А в конце октября в Москве сильно и внезапно похолодало. Прошёл снег, стаял, прошёл ещё, накрыл Москву. Началась эпидемия инфлюэнцы, больница переполнилась до отказа. Многие пациенты лежали подолгу, особенно старики, — у них часто бывали осложнения. Они почему-то любили поговорить именно со мной, уж не знаю, чем моя персона была так притягательна для ночных бесед. Не буду скрывать, я почерпнул массу интересного. Некоторые встречались с Владимиром Ильичом, были лично знакомы с товарищем Сталиным. Много мне, конечно, не рассказывали, но это были рассказы живых свидетелей того, как совершалась Революция, как крепла наша страна. Я знал, что не забуду эти беседы никогда.
Накануне годовщины Революции, числа, кажется, пятого, меня назначили ответственным дежурным по больнице. До полуночи дежурство протекало спокойно. Я сделал вечерний обход, навестил пациентов, требующих внимания, вернулся в ординаторскую и задремал в кресле. Разбудил телефонный звонок с аппарата, по которому за всю мою бытность в больнице я не разговаривал ни разу и не замечал, чтобы разговаривал кто-нибудь другой.
Телефон стоял на отдельном столике в углу, и я однажды видел, как с ним возился, что-то проверяя, человек в военной форме.
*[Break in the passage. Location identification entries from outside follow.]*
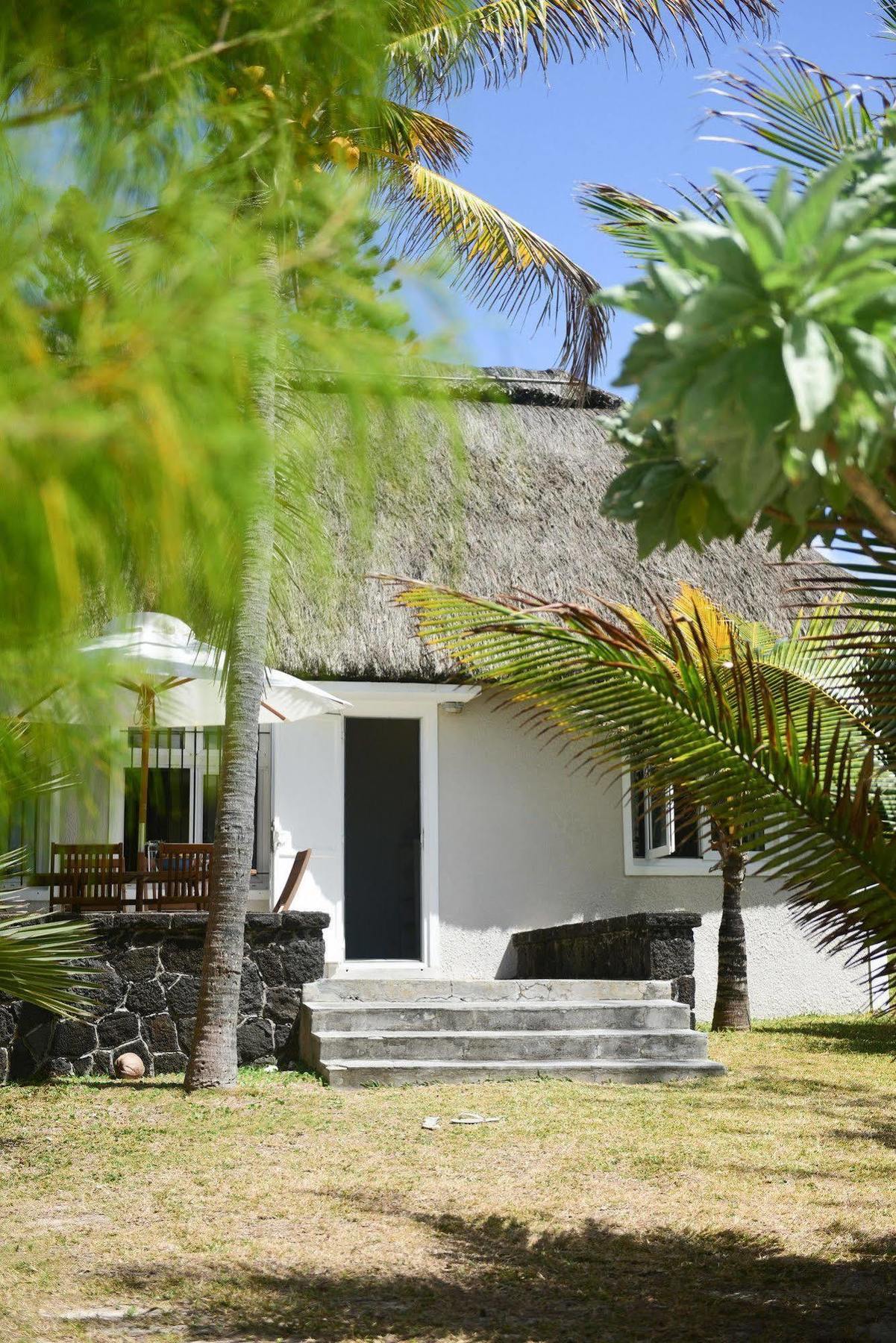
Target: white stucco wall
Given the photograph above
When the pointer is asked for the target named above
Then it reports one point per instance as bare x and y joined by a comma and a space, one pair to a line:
527, 842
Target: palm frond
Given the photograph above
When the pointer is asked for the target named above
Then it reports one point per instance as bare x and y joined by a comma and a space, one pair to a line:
42, 959
442, 46
792, 112
887, 10
503, 263
630, 218
755, 745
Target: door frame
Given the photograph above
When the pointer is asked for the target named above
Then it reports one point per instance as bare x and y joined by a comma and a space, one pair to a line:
392, 700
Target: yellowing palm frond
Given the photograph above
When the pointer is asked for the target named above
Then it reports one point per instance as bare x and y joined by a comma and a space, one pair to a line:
501, 262
410, 134
695, 616
441, 47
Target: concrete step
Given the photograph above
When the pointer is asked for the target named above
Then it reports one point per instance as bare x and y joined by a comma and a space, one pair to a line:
507, 1045
366, 1017
401, 1032
416, 1072
485, 990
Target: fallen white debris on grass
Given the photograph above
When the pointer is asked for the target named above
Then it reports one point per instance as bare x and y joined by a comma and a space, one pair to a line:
469, 1116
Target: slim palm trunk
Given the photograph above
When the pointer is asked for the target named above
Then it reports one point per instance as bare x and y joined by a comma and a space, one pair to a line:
733, 1001
213, 1061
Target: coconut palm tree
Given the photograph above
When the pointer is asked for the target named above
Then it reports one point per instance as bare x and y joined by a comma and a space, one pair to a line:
433, 48
253, 109
763, 733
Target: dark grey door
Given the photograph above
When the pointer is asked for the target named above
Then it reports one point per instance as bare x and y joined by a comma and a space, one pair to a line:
382, 839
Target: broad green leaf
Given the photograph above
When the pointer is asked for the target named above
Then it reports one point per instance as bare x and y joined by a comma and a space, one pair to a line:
871, 363
812, 221
762, 231
815, 369
709, 248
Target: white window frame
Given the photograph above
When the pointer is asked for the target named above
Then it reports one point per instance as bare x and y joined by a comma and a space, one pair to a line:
659, 861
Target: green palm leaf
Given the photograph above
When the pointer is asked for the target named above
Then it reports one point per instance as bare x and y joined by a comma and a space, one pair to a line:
442, 46
42, 959
792, 112
411, 134
630, 218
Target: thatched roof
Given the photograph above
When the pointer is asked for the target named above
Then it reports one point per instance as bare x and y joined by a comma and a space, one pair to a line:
520, 510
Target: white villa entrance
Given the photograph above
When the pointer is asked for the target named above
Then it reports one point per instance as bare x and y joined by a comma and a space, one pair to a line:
360, 790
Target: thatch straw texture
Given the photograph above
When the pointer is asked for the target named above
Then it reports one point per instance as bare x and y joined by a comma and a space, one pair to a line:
521, 510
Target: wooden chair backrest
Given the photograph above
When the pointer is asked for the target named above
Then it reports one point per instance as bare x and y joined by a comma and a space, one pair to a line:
94, 864
188, 868
293, 881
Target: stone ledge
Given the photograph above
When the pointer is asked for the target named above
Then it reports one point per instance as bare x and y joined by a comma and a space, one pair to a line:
646, 921
646, 945
145, 994
149, 920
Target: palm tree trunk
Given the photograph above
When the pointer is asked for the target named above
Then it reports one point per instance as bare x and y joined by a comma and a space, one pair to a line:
733, 1001
213, 1061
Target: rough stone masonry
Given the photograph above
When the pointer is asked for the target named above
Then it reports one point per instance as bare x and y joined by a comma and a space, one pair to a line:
147, 993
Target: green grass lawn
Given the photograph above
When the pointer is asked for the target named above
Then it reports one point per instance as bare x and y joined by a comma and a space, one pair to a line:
759, 1206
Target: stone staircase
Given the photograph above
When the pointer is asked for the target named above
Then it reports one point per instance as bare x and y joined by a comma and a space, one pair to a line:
397, 1032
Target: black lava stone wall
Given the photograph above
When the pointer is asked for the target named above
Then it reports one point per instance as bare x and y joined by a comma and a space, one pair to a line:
147, 994
641, 946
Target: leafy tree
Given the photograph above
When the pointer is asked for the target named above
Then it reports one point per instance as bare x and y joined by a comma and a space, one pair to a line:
701, 703
766, 389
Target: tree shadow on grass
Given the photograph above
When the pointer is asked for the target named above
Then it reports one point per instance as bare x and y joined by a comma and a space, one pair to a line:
498, 1283
860, 1036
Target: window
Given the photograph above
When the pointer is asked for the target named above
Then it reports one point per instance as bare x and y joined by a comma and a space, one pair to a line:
665, 832
665, 824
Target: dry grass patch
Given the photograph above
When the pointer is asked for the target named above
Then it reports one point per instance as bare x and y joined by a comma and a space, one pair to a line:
759, 1206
Резкий звонок моментально выдернул меня из неглубокого сна. Я взял трубку и услышал жёсткий начальственный голос.
— Кто у аппарата?
Я постарался отрекомендоваться, как мог чётко.
— Через десять минут в вашу больницу доставят комиссара Госбезопасности второго ранга товарища Каграманова Якова Исаевича. Он тяжело болен. Приказываю срочно подготовить палату и комнату для охраны, а также вызвать для консультации профессора Смородина из Военно-Медицинской Академии. Несёте личную ответственность.
На другом конце провода повисла внезапная пауза. Потом я снова услышал командный голос.
— Минуту. С вами будет говорить товарищ Ежов.
Я обомлел.
— Борис… как тебя там…, — недавно назначенный нарком говорил странно, запинаясь, будто был не совсем трезв. — Ты… это…помоги… профессора всякие — дрянь, дрянь, дрянь, ничего не умеют, генералы, мать их, свадебные. Не дай Яшке умереть, он друг мой с детства… ответишь, если что…смотри, не балуй…
Пока я раздумывал, как правильно ответить наркому, трубку положили. Я знал, что мне не сносить головы, если что-то сегодня пойдёт не так, но страха не испытывал, профессионалы не должны бояться за сделанную или предстоящую работу, вот разве что какие случайности.… Но кто застрахован от них. Мои мысли прервала медсестра, она заглянула в ординаторскую и одними губами прошептала: «Привезли, вас ждут». Я поправил халат и пошёл в приёмное отделение.